Stocks rallied hard this morning following new developments in Ukraine. The Dow, S&P, and Nasdaq Composite all surged through noon as Ukrainian leadership continued to make appeals for peace. Ihor Zhovka, Ukraine President Zelensky’s deputy chief of staff, said that Ukraine was ready for a “diplomatic solution.”
Zhovka then explained that Ukraine was open to discussing NATO neutrality but would require a “security guarantee” from the country’s neighbors to consider it.
As has been the case since the Soviet Union fell, Ukraine once again finds itself caught between two great powers. This time around, however, Russia has clawed back the predominantly pro-Russia regions of Luhansk and Donetsk.
Russia wants to break these territories off of Ukraine and have them recognized as independent states. But Zhovka said, moments after his initial (bullish) remarks, that Ukraine wouldn’t trade a “single inch” of its territories. Then, he dashed hopes of peace further by adding that Ukraine wants a response from the EU on the condition of its application.
So, even though Ukraine is no longer dead set on joining NATO, it still wants into the EU, which would virtually provide the same benefits and protection as NATO membership.
And, to Russia, that would also present the same dangers as a NATO-controlled Ukraine.
This made Zhovka’s earlier comments far less of a bullish impulse. Nonetheless, traders took them as a sign that conditions are improving in Ukraine. Commodities plunged, giving stocks some breathing room as bulls took control.
West Texas Intermediate crude, which serves as the US oil benchmark, fell 4% to roughly $118 per barrel. Brent crude – the international benchmark – dropped 3.5% to $123.
“The equity market continues to take its cues from changes in commodity prices, namely oil,” said Oxford Economics’ Kathy Bostjancic.
“Trading will continue to be volatile and rally when prices retreat, but overall, the prospect of oil and non-energy prices remaining very high casts a cloud overall the outlook for economic activity and the equity market.”
One week from now, the Fed will wrap up its March FOMC meeting on the 16th. Fed Chairman Jerome Powell is expected to announce a rate hike to the tune of 25 bps.
With oil prices skyrocketing, though, Powell may unveil a bigger rate increase in his post-FOMC press conference. Gas just hit a record high in the US, which will increase the costs of virtually all goods, thus making the already bad inflation situation worse.

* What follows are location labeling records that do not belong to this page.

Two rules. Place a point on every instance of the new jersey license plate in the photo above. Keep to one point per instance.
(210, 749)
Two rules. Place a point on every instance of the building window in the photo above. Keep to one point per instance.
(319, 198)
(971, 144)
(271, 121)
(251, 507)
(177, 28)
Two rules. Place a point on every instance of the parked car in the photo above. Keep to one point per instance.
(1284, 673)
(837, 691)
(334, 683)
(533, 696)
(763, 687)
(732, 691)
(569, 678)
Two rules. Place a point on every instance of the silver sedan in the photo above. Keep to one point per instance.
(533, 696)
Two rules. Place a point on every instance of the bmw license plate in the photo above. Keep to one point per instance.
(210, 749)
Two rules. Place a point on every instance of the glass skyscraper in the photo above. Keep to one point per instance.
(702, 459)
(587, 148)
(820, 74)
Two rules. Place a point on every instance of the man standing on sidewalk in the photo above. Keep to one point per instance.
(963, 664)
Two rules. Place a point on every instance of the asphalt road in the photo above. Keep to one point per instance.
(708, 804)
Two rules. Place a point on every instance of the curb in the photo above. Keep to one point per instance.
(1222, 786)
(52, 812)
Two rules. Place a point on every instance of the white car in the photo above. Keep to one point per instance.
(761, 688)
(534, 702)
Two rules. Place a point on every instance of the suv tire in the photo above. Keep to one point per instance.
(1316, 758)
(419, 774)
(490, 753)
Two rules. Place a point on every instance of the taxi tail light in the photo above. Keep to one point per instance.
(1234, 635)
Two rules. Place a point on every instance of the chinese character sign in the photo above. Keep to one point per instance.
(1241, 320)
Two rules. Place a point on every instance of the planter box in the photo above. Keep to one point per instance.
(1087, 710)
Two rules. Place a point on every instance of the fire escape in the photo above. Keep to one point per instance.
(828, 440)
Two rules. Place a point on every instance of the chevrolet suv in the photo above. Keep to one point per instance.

“You can’t have the rise at the fuel pumps not hit the economic pockets of everyday Americans, because it’s going to make everything go up in costs,” said Victoria Greene, G-Squared Private Wealth founding partner.
“Anything that rides on four wheels or six wheels, including all your shipping — it’s going to make all your costs rise. We’re already in an inflationary environment […] it really is going to be something that we have to watch.”
Powell may claim that high commodity prices are “transitory” (much like he did when talking about inflation last year) due to temporary sanctions against Russia. But as Greene noted this morning, longer-term issues could persist even if the sanctions are lifted soon.
“I don’t think that sanctions are going to go away,” she said.
“The world is […] angry at this situation. So, let’s say miraculously we get a ceasefire tomorrow, I think the general shrinkage and the issues with supply chains are going to be a sticky situation for the rest of the year.”
That’s about as bad as it gets for Powell. Historic gas prices are pushing inflation higher while an impending economic slowdown approaches. He can raise rates substantially in an attempt to meaningfully bring down inflation. But if Powell does that, the US economy will be swiftly dragged into a recession.
The other (and more likely choice) involves a weak rate hike that allows inflation to continue climbing. This would please bulls, of course, and stocks would undoubtedly rally in response. But the market would also begin its long, slow “death” as inflation progressively robs investors of real returns over time. Nominally, the gains would still look good.
Anyone paying attention, however, would know that no real money is being made. The moral of the story is that peace in Ukraine, while certainly good for the Ukrainian people, won’t be able to solve the market’s bigger problems.